Tuesday, April 24, 2018

Joseph Fiennes

Joseph Fiennes, Toronto, Sept. 2004

ANOTHER ENGLISH ACTOR, ANOTHER PAINFULLY BRIEF PORTRAIT SESSION. After playing the playwright himself in Shakespeare In Love, Joseph Fiennes managed to hitch a ride on the subsequent wave of Shakespearean films that followed by playing Bassanio in The Merchant of Venice, with Al Pacino at the top of the bill as Shylock.

At roughly its halfway point, the film festival's press schedule starts to get a bit ad hoc, with interview rooms getting scarce and schedules constantly blown. I did this shoot in an empty banquet room at the Intercontinental, with at least one other photographer working in another corner of the space. The best spot I could find to photograph Fiennes was tucked into the curtains next to a big window overlooking Bloor Street.

Joseph Fiennes, Toronto, Sept. 2004

He was not, if I recall correctly, very chatty, and resisted my attempts to make small talk. Which was fine - in the best of all possible circumstances, I like my subject to be as silent as myself, though it's always better to have at least a few minutes to let the effects of the benevolent standoff between photographer and subject produce at least a moment of discomfort or confrontation or something in between.

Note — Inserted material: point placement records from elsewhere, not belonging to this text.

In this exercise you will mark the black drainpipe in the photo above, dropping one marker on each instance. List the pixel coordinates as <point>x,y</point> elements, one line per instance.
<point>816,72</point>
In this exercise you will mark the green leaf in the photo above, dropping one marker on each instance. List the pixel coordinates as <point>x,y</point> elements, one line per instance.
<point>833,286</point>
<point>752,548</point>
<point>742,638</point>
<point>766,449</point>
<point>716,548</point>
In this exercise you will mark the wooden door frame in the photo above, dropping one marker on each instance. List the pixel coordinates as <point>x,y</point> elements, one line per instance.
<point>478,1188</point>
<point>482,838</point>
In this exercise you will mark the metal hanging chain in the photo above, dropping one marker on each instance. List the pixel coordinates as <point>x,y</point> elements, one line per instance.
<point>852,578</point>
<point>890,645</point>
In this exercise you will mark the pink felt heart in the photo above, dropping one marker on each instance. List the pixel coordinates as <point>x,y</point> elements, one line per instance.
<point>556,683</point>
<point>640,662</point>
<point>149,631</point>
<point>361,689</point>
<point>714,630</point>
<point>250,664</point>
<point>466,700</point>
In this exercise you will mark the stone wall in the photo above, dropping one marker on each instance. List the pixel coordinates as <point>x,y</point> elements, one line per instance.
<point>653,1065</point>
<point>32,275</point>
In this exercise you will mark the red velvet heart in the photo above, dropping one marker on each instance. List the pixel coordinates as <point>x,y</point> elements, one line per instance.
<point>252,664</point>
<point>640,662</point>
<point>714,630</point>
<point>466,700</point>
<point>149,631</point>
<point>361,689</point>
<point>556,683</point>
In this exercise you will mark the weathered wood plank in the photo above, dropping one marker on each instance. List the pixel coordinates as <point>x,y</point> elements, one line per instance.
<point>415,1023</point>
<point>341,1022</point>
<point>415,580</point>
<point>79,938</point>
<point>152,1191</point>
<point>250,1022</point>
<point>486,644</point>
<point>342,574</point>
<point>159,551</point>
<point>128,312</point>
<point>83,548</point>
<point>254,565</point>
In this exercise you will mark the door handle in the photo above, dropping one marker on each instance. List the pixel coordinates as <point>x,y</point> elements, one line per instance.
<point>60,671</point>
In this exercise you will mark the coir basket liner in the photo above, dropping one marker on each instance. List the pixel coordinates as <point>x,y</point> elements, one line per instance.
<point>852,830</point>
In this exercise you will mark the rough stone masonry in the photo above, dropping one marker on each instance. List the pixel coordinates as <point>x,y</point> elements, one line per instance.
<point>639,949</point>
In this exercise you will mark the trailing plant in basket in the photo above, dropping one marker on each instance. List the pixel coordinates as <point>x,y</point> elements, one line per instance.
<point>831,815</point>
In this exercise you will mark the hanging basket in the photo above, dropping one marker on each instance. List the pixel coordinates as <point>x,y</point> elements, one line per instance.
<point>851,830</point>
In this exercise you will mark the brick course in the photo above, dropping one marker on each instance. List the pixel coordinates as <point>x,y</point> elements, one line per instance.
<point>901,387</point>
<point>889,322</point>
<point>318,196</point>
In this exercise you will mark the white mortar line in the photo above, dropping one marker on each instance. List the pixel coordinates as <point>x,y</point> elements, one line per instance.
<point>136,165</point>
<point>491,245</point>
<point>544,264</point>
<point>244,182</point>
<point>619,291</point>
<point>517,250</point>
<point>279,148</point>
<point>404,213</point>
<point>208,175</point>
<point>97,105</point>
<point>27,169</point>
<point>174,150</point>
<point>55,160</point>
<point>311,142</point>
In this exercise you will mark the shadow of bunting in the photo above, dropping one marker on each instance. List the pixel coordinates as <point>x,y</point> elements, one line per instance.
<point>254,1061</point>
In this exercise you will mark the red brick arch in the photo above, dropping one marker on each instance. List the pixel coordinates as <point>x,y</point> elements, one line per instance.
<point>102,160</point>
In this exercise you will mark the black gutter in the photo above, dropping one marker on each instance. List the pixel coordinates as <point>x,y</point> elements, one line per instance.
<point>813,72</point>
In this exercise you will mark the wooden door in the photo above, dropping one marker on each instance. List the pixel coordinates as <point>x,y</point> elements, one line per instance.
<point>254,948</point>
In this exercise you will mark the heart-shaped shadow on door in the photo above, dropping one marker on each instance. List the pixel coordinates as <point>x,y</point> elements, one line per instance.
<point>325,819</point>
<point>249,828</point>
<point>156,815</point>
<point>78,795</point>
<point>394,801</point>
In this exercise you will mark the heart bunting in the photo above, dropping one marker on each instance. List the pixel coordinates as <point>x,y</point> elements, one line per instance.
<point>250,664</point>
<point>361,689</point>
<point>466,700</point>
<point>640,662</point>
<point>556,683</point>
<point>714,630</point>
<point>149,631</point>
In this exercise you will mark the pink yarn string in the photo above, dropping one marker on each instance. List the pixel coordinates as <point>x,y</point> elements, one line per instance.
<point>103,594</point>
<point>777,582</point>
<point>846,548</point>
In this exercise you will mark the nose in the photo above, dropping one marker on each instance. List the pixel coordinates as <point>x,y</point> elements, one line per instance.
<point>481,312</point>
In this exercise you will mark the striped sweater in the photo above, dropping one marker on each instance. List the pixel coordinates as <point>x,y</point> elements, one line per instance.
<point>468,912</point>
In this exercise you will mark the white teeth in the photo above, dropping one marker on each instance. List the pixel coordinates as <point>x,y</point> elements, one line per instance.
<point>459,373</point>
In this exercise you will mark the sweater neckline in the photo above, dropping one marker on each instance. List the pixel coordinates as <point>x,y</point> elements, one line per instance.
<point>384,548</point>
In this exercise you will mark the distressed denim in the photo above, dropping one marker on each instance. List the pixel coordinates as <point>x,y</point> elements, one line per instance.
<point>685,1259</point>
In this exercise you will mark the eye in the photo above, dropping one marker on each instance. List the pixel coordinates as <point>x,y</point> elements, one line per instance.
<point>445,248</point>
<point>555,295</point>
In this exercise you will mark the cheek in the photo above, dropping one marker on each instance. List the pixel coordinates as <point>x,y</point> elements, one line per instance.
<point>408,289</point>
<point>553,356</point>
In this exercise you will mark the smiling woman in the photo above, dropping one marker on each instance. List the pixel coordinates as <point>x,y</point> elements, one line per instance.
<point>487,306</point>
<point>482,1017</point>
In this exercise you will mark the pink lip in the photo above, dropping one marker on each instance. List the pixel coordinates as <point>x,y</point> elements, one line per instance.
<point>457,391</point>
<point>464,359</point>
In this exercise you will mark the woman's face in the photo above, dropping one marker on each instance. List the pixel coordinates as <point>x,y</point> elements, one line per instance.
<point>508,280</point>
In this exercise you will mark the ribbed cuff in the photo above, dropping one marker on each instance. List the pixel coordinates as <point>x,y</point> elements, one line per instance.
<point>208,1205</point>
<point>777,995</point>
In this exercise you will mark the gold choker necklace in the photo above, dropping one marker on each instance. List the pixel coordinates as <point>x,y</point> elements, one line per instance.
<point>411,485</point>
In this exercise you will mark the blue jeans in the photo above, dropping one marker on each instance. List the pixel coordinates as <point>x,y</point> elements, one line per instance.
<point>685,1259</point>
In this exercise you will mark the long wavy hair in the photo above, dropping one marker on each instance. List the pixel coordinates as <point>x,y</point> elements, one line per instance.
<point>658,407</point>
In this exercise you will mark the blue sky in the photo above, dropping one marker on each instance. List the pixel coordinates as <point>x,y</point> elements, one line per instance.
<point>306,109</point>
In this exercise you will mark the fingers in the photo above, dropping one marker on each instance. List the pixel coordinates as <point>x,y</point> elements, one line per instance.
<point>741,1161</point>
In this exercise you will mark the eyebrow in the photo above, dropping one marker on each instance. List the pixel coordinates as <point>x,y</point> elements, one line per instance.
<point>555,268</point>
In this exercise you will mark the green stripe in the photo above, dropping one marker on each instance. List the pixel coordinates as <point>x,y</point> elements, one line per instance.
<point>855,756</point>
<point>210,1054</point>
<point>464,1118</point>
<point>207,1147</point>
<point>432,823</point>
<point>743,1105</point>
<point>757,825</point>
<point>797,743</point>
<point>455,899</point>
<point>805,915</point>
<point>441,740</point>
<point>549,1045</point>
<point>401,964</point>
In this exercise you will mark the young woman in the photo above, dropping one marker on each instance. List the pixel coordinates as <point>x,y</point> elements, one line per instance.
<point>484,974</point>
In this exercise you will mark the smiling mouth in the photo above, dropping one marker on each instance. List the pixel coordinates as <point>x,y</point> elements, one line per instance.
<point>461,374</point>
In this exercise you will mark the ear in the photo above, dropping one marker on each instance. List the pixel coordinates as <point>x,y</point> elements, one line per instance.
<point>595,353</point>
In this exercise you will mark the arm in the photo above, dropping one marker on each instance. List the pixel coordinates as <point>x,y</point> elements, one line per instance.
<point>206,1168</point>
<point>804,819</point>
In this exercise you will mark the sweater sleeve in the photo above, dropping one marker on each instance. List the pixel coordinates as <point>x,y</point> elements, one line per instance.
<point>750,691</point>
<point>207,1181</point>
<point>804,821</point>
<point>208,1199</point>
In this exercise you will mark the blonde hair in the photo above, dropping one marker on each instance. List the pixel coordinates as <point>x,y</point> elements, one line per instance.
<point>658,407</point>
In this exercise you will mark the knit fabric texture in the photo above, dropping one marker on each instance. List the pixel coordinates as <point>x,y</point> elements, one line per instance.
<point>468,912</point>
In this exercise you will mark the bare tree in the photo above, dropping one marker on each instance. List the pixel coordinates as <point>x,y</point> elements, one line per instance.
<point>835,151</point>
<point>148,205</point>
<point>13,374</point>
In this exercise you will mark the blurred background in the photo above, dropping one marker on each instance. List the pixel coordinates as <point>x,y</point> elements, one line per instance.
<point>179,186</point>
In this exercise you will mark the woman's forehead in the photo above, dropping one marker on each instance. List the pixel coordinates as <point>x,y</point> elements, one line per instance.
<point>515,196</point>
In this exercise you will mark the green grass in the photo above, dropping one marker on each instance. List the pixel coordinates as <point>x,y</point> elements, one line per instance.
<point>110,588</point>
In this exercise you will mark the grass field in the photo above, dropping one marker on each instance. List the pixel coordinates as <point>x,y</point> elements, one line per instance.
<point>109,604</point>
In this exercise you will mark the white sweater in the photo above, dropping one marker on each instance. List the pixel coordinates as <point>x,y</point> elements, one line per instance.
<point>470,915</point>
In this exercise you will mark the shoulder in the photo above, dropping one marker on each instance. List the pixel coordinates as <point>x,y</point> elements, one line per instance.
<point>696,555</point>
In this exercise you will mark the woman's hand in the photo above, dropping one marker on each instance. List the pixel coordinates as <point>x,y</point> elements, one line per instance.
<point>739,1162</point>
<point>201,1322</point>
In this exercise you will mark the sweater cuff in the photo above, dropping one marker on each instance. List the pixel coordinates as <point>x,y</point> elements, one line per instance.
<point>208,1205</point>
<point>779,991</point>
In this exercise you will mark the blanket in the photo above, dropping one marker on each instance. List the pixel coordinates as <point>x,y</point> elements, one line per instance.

What I got was Fiennes sedately refusing any possibility of my camera capturing a glimpse of interior life. His face in the top photo puts me in mind of a lens staring back at a lens - a cool confrontation that he's intent on ending in a draw. It's a face not unlike a Jacobean court portrait, with the sitter determined not to give an inch of their status away to some itinerant painter.